When Dick Harte, then owner of the Rutherford Book Shoppe in Delaware, Ohio, first developed Nautilus, a $2500 turnkey system for online book retailing in 1996, he claimed it would allow independent booksellers to "give the chains a run for their money."

Three years later, he's still making the same claim. But now his software system has been renamed, its cost has been much reduced and it has become part of a coordinated, strategic approach to cybercommerce that includes a package of electronic retailing products and cyberbusiness ventures.

The software system has been renamed the BookSite Network (Nautilus is now the name of the parent company). It is a software package that allows independent booksellers to quickly and easily produce a Web presence for $350 (plus a maintenance fee of $100 a month), and provides online access to a 500,000-title database and online ordering and fullfillment. The database has been developed in conjunction with Ingram and Baker &Taylor. Currently the BookSite Network (www.booksite.com) has enrolled about 70 independent stores around the country, providing them with a Web presence to market their stores and sell books. By the summer, Harte will offer Publink.net, a separate, continually updated database of more than 100,000 items of promotional material, publisher-supplied and licensed copy, graphics and book jackets, accessible to all BookSite Network members.

Most importantly, by early summer, Harte expects to launch ThisTown.net, a linked network of geographically focused portal Web sites featuring online bookselling among a diverse mix of local businesses with online storefronts.

Internet bookselling, Harte claims, offers independents an opporturnity to integrate another feature into a store's customer services. "The future of independent bookselling is at stake," Harte explained with typical evangelical fervor, "but independents are ignoring the Internet, which could save them." Booksellers, Harte continued, must adopt "the Internet attitude," which he described as an embrace of "competition," and focus on "networks of people and organizations" connected by the Internet that provide reduced marketing costs, easy communication with customers, online self-service and "a willingness to make mistakes, the cheapest form of research."

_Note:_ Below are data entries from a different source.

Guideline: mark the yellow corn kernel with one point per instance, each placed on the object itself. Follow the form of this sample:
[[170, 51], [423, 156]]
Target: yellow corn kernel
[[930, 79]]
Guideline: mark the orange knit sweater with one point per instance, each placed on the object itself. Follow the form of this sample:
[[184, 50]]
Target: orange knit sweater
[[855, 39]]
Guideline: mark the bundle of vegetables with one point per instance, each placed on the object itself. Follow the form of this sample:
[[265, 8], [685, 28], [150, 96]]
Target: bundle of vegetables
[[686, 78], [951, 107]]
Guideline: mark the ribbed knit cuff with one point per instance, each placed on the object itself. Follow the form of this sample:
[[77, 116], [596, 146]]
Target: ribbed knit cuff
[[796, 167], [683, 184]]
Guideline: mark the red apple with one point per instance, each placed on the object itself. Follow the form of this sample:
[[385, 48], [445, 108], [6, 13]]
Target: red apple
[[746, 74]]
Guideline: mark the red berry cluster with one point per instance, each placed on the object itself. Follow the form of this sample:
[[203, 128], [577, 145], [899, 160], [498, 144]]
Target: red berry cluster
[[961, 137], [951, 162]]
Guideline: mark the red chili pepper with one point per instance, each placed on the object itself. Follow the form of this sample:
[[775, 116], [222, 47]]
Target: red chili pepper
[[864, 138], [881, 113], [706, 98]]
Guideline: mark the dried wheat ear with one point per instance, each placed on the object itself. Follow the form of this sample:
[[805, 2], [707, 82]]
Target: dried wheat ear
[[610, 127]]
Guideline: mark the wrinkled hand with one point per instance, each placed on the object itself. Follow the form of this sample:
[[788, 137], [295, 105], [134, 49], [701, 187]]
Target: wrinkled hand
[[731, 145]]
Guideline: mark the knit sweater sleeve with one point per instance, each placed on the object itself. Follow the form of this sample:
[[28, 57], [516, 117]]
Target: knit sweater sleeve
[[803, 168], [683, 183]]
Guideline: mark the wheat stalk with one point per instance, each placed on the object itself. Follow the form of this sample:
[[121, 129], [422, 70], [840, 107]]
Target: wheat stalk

ThisTown.net is Harte's most ambitious venture. Although most Web retail ventures, such as Amazon.com and Barnesandnoble.com, emphasize aggressive (and expensive) national advertising to attract a mass audience, Harte is planning to compete "from the bottom up." He said ThisTown.net will offer "a network of common interests. Each site allows local independent stores to compete at what they do best. It's almost like a local, online newspaper. This is impossible for an Amazon or a B&N.com to do." Harte also has two more products in development: OrderDemon, an Internet-based ordering process for suppliers, and eRegister.net, an Internet-based product listing for stores without in-store computerized inventory management systems.

BookSite members contacted by PW had differing responses to Harte's initiatives. Roger D ren of the Rainy Day bookstore in Fairway, Kans., is enthusiastic, calling his BookSite storefront "a 24-hour version of the service we give at the store." D ren said the site generates about 10% of the store's business, "and it's growing. We use it to build realtionships. You have to work at it, but it has helped level the field. We're building an old-style bookstore online."

On the other hand, while BookSite member Carla Cohen of Politics and Prose in Washington, D.C., is satisfied with the technical performance of the Web site and uses it to solicit for the store's e-mail newsletter, "it hasn't affected the business, although we don't make effective use of it because the payoff hasn't been there. Online consumers can get books from us just as fast and almost as cheap, but they're under the illusion that Amazon d s it better."